Histological examination

Isolated bladder body specimens were fixed in 4% paraformaldehyde-phosphate buffered saline, embedded in paraffin, and cut into 3-μm sections. Masson’s trichrome staining was performed to analyze fibrosis in the detrusor muscle layer. Collagen deposition was determined in 3 randomly selected sections27. Collagen deposition rate was defined as the collagen content (blue areas) divided by the muscle area × 100% in each section16. Images were analyzed using Adobe software and Image J (http://rsb.info.nih.gov/ij/)16,28.

Real-time RT-PCR

The bladder body dissected out were immediately placed in RNAlater RNA Stabilization Reagent (QIAGEN, Venlo, The Netherlands). Total RNA extracted from tissues using the miRNeasy Mini Kit (QIAGEN) was reverse transcribed to cDNA using the ReverTra Ace qPCR RT Master Mix (TOYOBO, Osaka, Japan) according to the manufacturer’s procedure. For relative quantification of mRNA expression, real-time PCR was performed using the THUNDERBIRD SYBR qPCR Mix (TOYOBO) and gene-specific primers on the StepOnePlus Real-Time PCR System (Thermo Fisher Scientific, Waltham, MA, USA). The data was normalized to Gapdh. Primer sequences were as shown in Supplementary table.

cDNA microarray analyses

Total RNA from the bladder (200 ng) extracted for real-time RT-PCR was amplified and labeled with Cy3 using a Low Input Quick Amp Labeling Kit (Agilent Technologies, Santa Clara, CA, USA) according to the manufacturer’s instructions.

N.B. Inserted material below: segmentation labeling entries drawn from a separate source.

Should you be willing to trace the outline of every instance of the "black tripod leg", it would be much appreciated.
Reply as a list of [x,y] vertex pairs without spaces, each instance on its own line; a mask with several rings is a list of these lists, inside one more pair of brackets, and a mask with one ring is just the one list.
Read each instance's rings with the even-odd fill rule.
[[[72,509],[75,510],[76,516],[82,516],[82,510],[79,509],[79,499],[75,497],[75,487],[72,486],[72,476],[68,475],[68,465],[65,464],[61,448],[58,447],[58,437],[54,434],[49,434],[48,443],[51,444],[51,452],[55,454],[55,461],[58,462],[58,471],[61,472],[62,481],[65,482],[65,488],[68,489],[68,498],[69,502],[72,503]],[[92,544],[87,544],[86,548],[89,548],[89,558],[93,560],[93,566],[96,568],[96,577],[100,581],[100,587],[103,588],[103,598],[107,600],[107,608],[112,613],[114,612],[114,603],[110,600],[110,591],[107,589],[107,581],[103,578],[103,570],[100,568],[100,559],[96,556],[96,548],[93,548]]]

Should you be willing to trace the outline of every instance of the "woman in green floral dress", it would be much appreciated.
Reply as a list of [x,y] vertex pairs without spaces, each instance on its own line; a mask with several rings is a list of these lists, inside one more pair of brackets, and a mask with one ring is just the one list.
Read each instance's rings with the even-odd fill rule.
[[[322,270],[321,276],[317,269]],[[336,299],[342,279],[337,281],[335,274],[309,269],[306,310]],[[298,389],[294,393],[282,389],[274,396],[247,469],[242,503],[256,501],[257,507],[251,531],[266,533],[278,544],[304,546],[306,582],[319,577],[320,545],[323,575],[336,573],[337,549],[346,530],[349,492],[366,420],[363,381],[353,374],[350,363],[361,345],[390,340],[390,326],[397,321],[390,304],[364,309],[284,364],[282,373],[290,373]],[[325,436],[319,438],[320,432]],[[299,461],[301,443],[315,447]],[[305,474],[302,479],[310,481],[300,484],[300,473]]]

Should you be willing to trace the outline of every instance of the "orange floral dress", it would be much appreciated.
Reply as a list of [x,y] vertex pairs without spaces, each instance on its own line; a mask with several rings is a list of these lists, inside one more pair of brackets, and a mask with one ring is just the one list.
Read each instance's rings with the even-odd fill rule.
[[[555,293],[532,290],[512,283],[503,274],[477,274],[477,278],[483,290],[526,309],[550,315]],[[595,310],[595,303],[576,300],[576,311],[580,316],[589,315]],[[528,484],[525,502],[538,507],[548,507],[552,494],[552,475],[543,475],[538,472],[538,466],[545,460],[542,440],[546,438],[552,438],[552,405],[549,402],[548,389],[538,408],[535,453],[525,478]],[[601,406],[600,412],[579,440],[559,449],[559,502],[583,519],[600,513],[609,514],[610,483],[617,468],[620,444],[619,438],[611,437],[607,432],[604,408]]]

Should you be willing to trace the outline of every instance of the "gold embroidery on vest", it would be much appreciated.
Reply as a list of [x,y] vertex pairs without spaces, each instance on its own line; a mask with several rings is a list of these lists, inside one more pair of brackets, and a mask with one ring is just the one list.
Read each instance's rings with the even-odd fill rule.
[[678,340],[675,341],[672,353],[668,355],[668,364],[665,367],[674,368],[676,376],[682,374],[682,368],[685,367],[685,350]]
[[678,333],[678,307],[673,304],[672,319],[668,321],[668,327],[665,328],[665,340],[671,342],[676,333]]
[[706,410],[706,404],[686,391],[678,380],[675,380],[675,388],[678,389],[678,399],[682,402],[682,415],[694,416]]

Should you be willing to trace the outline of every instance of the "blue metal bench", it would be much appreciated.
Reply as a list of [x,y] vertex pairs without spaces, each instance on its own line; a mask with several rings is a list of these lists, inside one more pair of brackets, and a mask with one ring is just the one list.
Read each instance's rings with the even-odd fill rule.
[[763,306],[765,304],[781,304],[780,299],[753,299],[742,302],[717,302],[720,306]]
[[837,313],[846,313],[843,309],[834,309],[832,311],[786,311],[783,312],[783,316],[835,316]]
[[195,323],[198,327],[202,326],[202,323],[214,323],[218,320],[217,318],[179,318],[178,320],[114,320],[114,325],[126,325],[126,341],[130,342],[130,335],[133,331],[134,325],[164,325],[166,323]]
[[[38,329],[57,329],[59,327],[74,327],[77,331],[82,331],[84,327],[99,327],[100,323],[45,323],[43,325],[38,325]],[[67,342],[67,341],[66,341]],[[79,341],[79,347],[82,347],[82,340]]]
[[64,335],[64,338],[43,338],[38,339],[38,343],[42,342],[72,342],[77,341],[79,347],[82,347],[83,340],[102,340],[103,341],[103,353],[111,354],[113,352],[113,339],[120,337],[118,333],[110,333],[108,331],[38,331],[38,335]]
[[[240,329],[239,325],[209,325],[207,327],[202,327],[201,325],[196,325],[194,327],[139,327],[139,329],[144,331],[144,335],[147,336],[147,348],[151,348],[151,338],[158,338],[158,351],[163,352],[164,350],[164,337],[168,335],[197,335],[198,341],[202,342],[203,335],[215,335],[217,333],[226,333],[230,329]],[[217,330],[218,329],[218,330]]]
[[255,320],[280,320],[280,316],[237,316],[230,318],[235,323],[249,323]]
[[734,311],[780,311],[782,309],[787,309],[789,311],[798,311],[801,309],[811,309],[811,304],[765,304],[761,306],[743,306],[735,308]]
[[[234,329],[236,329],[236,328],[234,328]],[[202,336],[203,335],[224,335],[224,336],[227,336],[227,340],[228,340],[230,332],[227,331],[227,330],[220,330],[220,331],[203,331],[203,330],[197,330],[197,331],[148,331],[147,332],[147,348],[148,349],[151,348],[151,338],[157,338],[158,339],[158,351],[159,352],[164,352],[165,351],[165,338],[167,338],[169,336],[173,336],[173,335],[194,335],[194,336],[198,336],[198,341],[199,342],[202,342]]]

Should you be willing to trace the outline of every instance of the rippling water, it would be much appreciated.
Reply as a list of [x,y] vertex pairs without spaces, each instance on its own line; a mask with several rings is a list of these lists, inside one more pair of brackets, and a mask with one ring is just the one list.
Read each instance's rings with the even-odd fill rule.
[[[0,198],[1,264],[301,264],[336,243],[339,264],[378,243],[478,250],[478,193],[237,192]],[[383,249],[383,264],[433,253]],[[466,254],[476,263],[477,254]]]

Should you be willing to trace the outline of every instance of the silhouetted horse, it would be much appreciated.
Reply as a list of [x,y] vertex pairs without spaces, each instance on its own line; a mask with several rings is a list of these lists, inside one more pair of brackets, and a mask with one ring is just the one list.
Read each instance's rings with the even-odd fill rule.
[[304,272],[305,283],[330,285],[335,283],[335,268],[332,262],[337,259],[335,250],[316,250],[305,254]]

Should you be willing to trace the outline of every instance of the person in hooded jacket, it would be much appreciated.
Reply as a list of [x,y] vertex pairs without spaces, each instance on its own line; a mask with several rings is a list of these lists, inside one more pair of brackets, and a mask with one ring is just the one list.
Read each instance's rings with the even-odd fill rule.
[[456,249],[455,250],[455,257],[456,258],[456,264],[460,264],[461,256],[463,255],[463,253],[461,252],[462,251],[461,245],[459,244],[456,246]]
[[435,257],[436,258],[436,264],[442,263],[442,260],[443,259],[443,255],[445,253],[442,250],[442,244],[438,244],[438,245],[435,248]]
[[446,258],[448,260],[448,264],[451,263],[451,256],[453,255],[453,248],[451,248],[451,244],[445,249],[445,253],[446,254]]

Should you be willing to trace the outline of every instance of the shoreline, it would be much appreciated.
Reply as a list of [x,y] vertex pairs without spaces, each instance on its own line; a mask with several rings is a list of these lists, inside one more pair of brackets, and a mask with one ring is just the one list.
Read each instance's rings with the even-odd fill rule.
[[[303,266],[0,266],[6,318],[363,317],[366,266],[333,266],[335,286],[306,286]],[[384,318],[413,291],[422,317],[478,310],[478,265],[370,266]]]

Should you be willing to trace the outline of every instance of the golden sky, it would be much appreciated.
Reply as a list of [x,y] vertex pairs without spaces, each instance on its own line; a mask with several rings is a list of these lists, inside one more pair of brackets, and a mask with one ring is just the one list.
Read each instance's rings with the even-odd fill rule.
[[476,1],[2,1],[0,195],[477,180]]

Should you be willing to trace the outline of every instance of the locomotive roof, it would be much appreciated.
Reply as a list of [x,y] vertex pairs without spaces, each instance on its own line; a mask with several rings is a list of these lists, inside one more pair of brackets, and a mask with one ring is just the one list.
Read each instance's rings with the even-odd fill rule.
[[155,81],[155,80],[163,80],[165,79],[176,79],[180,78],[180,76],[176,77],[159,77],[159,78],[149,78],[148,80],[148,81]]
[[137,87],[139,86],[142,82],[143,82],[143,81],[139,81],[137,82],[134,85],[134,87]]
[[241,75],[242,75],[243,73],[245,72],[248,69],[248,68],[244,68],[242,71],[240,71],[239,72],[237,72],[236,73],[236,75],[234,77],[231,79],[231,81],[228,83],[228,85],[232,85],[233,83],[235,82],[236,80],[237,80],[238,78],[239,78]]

The labeled cRNA was hybridized to the Agilent SurePrint G3 Mouse GE 8 × 60 K Microarray according to the manufacturer’s procedure. After hybridization, the microarrays were scanned on a DNA Microarray Scanner with Scan Control software. Raw data were collected from processed images using Feature Extraction software (Agilent). Gene expression analysis was performed with the Subio platform (Subio, Kagoshima, Japan). These data were compared using t-tests between MAT and AGED groups, with p < 0.05 considered statistically significant. The remaining probes were selected using the criterion of at least a 2-fold change. The gene list was analyzed using Ingenuity pathway analysis software (QIAGEN). The microarray data discussed in this publication have been deposited in NCBI’s Gene Expression Omnibus (GEO) and are accessible through the GEO Series accession number GSE100219 (https://www.ncbi.nlm.nih.gov/geo/query/acc.cgi?acc=GSE100219).

Drugs

CCh, ATP, atropine, and TTX were purchased from Wako Chemical, Tokyo, Japan. ISO and mATP were purchased from Sigma-Aldrich (St. Louis, MO, USA). Papaverine was purchased from Cayman Chemical, Ann Arbor, MI, USA. Krebs solution comprised 118 mM NaCl, 4.7 mM KCl, 2.5 mM CaCl2, 25.0 mM NaHCO3, 1.2 mM KH2PO4, and 11 mM glucose (pH 7.4).

Statistical Analysis

All data are expressed as the mean ± SEM. pEC50 and Emax of the CCh- and ISO- responses were analyzed by f-test of nonlinear regression, and other results were analyzed using unpaired t-test between MAT and AGED groups of the same sex. Statistical significance was considered at p values < 0.05.